[tei-council] Prefacing ids with "tei_"

Piotr Bański bansp at o2.pl
Tue Apr 24 07:03:04 EDT 2012


1. I agree that a positive message "please add to your filters a
positive exception for 'tei_.+'" is sociologically better than the
negative message "don't reject 'msad' because we happen to use it". It
has a better chance of being successful, even if only as courtesy of one
open-content developer to another.

2. prefacing all ids with "tei_" indeed seems more consistent, at least
it doesn't raise user questions of "why do you prefix here and not
there", which may, psychologically, contribute to the impression that
the TEI is more complex than it really is (which is quite complex anyway).

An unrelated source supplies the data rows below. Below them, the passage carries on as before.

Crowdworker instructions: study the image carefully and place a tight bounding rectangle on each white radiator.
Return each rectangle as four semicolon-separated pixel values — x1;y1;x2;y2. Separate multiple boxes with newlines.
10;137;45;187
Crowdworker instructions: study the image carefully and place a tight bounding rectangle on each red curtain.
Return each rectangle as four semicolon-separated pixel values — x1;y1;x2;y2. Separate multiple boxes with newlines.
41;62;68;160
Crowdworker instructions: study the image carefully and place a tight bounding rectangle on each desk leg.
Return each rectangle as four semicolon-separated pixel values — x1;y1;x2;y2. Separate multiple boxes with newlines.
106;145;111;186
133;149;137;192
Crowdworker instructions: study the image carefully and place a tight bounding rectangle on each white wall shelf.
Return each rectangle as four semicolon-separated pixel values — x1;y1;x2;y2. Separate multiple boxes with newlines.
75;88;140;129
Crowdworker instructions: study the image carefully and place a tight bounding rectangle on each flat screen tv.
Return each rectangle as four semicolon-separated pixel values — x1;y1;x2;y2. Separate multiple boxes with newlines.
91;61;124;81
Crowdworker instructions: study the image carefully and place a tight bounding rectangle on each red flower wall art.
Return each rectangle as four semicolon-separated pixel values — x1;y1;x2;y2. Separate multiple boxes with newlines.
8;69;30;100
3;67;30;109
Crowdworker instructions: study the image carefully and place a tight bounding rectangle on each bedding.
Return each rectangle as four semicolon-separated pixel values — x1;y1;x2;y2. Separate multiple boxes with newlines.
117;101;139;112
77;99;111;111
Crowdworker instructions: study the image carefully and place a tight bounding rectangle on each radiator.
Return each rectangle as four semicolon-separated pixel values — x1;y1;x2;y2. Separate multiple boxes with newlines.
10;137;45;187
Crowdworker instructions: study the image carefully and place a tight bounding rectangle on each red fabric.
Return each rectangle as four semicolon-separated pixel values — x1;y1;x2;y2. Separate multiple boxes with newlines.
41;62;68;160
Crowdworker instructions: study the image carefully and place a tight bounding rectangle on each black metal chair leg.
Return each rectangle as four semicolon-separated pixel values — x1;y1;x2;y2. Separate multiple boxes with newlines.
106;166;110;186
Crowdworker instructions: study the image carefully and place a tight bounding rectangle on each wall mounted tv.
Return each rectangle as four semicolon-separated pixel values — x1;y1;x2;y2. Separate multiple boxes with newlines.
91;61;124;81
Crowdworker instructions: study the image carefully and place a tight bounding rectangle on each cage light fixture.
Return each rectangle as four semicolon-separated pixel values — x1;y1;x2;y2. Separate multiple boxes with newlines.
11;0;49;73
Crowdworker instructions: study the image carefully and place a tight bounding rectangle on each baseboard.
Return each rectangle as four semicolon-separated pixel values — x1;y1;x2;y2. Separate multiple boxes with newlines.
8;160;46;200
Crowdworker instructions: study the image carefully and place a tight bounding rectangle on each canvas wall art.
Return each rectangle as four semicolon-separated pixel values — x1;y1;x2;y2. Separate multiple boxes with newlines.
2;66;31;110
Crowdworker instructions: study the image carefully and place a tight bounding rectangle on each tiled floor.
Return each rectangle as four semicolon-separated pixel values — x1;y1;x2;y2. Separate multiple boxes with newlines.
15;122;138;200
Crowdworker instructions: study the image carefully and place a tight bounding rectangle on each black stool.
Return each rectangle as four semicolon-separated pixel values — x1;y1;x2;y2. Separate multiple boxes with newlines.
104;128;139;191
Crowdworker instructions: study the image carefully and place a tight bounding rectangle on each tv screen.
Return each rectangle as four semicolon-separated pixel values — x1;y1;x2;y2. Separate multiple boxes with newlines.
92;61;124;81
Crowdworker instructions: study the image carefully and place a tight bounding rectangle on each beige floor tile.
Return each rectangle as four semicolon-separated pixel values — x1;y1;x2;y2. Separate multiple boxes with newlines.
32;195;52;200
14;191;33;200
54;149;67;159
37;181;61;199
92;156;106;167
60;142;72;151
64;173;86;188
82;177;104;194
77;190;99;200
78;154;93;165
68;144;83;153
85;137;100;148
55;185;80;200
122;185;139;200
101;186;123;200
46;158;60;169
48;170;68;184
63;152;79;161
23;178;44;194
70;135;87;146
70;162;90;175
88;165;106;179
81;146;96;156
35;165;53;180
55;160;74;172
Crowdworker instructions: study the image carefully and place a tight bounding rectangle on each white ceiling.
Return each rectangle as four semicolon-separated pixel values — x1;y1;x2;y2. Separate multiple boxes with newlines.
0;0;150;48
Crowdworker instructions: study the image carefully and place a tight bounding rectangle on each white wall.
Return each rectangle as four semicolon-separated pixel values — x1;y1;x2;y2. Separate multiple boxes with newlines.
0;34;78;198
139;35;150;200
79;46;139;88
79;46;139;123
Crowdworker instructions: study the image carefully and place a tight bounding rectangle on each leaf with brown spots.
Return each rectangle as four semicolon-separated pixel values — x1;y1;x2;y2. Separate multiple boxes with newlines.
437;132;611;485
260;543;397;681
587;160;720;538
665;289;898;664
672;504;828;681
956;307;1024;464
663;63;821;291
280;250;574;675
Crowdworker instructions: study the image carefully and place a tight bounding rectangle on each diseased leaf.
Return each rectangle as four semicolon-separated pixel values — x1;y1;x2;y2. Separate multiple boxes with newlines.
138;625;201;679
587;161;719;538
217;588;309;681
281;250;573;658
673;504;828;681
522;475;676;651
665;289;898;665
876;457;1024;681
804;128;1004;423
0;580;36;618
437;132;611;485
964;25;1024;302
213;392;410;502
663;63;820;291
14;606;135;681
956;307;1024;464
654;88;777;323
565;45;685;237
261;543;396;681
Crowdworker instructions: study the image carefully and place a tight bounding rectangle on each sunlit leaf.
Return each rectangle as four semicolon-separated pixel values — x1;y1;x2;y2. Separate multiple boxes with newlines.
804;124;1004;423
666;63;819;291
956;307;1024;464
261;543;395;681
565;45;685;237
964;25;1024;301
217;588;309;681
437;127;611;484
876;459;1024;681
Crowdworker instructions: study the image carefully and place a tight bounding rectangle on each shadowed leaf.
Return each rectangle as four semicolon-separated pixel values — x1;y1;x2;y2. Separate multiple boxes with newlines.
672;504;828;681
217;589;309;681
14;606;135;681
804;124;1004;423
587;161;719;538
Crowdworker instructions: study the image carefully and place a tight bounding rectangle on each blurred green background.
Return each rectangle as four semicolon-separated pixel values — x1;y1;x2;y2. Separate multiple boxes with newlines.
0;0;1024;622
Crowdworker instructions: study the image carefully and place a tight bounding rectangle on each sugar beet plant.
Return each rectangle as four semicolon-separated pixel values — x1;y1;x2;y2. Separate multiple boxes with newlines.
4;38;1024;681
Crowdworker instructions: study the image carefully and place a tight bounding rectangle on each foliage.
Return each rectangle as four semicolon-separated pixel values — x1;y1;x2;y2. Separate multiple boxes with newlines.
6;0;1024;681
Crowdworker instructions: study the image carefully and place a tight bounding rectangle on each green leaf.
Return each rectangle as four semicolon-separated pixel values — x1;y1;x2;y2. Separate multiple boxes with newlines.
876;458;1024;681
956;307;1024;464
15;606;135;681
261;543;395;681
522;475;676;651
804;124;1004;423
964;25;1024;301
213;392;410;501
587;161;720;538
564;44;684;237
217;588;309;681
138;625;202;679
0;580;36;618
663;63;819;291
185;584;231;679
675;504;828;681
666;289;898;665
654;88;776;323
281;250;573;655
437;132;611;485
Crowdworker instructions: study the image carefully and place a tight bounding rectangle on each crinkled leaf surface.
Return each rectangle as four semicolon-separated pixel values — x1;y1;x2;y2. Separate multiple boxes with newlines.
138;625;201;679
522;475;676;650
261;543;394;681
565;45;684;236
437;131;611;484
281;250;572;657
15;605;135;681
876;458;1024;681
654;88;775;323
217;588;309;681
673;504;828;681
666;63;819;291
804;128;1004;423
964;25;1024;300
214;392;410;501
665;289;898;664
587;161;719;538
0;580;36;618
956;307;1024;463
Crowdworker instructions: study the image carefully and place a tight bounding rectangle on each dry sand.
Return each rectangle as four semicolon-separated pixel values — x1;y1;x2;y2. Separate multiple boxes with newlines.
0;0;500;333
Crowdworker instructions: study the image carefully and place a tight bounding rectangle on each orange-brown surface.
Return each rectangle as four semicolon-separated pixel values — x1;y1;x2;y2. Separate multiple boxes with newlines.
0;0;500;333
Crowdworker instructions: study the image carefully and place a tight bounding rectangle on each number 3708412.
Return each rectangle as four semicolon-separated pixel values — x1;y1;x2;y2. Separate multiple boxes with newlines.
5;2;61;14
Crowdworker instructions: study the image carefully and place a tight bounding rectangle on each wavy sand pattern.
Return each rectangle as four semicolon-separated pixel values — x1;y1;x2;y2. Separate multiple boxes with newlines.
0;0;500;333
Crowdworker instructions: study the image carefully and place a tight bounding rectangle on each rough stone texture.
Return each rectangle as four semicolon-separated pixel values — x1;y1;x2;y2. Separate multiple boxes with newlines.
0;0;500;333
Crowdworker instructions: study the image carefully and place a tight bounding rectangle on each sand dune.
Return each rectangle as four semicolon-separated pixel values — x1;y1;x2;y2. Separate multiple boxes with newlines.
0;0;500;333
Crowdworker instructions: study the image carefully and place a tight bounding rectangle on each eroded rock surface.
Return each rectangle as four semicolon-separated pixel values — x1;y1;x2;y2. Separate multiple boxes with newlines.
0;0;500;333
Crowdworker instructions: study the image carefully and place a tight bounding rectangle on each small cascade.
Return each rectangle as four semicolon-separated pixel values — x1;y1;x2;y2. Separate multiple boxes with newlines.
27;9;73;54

3. since (as I understand this) we're talking about an internal change
targetting the web Guidelines and related resources (also the kind of
output that should not be worked on directly), the results may be tested
and quickly fixed if necessary; and "being overprotective", which I
didn't like before, is restricted to giving an example of good practice
that is not imposed on the individual encoder.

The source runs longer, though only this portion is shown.